Overall 7,481 patients were included in the analysis, contributing to 9,243 patient-regimens. Patient characteristics at baseline differed among groups, with the 2DC group being significantly older and having a higher proportion of women, a longer time on ART and a higher number of previous virologic failures. Median (95% Confidence Interval [C.I.]) time to switch was 2.5 years (2.3, 2.7) in 2DC group versus 2.9 years (2.7, 3.0) in TT. Adjusted hazard ratios (95% C.I.) for discontinuation due to any reason, virologic failure and toxicity in the 2DC vs TT group were 1.29 (1.15; 1.44), 2.06 (1.54; 2.77) and 1.18 (0.94; 1.48), respectively. Results were consistent in the two sub-analyses.

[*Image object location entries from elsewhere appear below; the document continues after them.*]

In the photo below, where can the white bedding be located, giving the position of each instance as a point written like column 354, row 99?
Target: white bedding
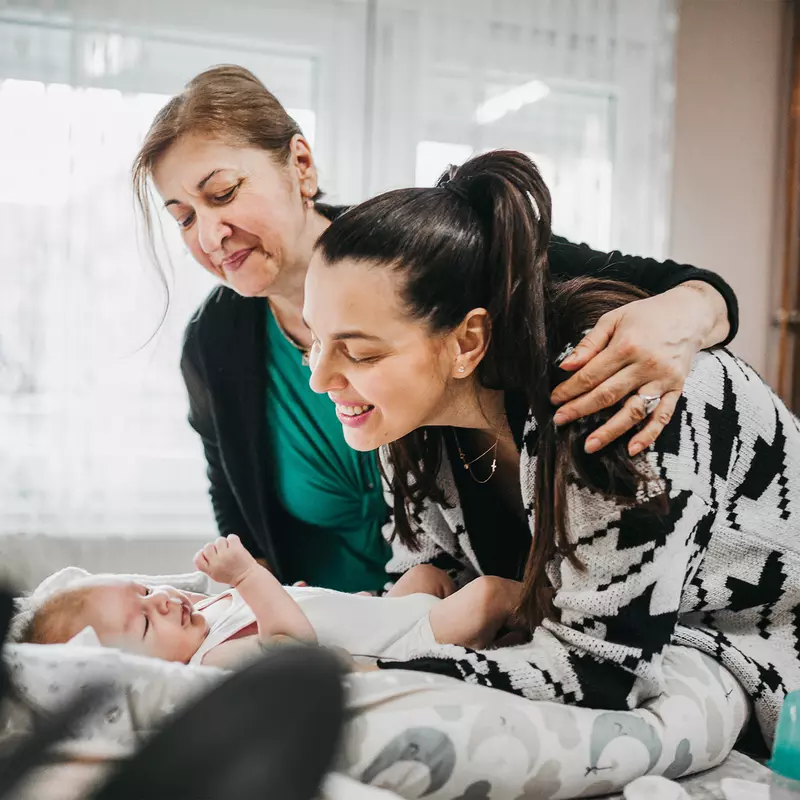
column 424, row 735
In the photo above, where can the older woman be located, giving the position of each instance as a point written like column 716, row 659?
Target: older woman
column 235, row 172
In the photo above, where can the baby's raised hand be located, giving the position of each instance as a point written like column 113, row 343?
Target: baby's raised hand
column 225, row 560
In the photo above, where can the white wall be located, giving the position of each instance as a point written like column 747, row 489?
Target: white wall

In this analysis, time to discontinuation and probability of remaining free of virologic failure were significantly higher in patients on INSTI-based TT compared to DTG- and/or bPI-containing 2DC, with no differences in toxicity.
自1996年以来,HIV治疗的标准治疗(SOC)方案一直是由两种核苷类逆转录酶抑制剂(NRTI)组成的主干方案与第三种药物联合使用。对于部分患者,考虑使用两药联合方案(2DC)以避免与使用NRTI相关的毒性。本研究旨在比较在西班牙一个大型HIV患者队列中,含整合酶链转移抑制剂(INSTI)的三联疗法(TT)与基于多替拉韦(DTG)和/或增强型蛋白酶抑制剂(bPI)的2DC的实际治疗效果。
使用来自VACH队列的数据进行回顾性分析,VACH队列是西班牙一个针对成年HIV患者的前瞻性多中心队列。纳入所有在2012年1月1日至2017年6月1日期间开始接受INSTI联合两种NRTI的TT治疗或含DTG和/或bPI的2DC治疗的有治疗经验的患者。分析单位是患者-治疗方案。总体样本分析辅以两项亚分析。第一项亚分析聚焦于接受主干方案加DTG治疗的患者与接受DTG加另一种抗逆转录病毒药物治疗的患者。第二项亚分析聚焦于基线时HIV RNA<50拷贝/mL的患者,无论使用何种治疗方案。评估了以下终点:因任何原因停药的时间、因病毒学失败换药的时间以及因毒性换药的时间(根据数据库中临床医生报告的停药原因)。使用Kaplan-Meier生存曲线和Cox回归模型进行事件发生时间分析。
总体分析纳入了7481例患者,共9243个患者-治疗方案。各组基线时的患者特征存在差异,2DC组患者年龄显著更大,女性比例更高,接受抗逆转录病毒治疗的时间更长,既往病毒学失败次数更多。2DC组换药的中位时间(95%置信区间[C.I.])为2.5年(2.3,2.7),而TT组为2.9年(2.7,3.0)。2DC组与TT组因任何原因停药、因病毒学失败停药和因毒性停药的调整后风险比(95% C.I.)分别为1.29(1.15;1.44)、2.06(1.54;2.77)和1.18(0.94;1.48)。两项亚分析的结果一致。
在本分析中,与含DTG和/或bPI 的2DC相比,接受基于INSTI的TT治疗的患者停药时间和无病毒学失败的概率显著更高,毒性方面无差异。